Author: smoliva (4:25 pm)
Antitrust laws are supposed to "protect competition"--except when competition produces results the losers don't like:
MEXICO CITY, Feb 23 (Reuters) - Mexico's long-established retailers want the Congress to strengthen antitrust laws to stop Wal-Mart's expansion juggernaut from devouring smaller businesses, a sector leader said on Thursday.

Vicente Yanez, head of the retail association ANTAD that includes about 100 top retailers other than Wal-Mart Mexico, said fierce competition from the global powerhouse is one factor squeezing sales for other retailers, along with a thriving informal economy and tepid economic growth in Mexico.

Yanez urged lawmakers to pass proposals to bring anti-monopoly laws to international standards and provide for more "equilibrium" in the market.
02/22/2006
Category: Miscellaneous : 

Author: smoliva (7:17 pm)
Ted Frank, blogging at PointOfLaw, criticizes the "lawyer cartel" for requiring people to pass a state bar exam before practicing law. Frank correctly notes that this has nothing to do with "consumer protection," and everything to do with restricting free-market competition for legal services.

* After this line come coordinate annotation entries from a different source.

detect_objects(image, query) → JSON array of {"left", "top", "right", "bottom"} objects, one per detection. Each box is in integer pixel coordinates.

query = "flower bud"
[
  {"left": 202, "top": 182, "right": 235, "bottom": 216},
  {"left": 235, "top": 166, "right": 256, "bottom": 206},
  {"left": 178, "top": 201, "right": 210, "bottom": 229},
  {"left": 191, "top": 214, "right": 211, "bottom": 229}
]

I would add that one effect of the lawyer cartel is that it creates a presumption that only cartel members are capable of discussing or interpreting the law. As I have long noted, the Federal Trade Commission is composed entirely of career antitrust lawyers despite no statutory requirement that a commissioner even possess law degree. Yet a small, self-selected subset of the lawyer cartel--antitrust lawyers--monopolize an agency with the power to regulate virtually every business practice in America. The most appalling thing is that FTC members assume that passing the bar exam--which Frank notes has little to do with the actual practice of law--invests them with superior knowledge of how to run the economy via antitrust policy.
02/21/2006
Category: Miscellaneous : 

Author: smoliva (9:23 pm)
Via Mondaq, the law firm of McMillan Binch Mendelsohn LLP has prepared a nice summary of Canadian antitrust law.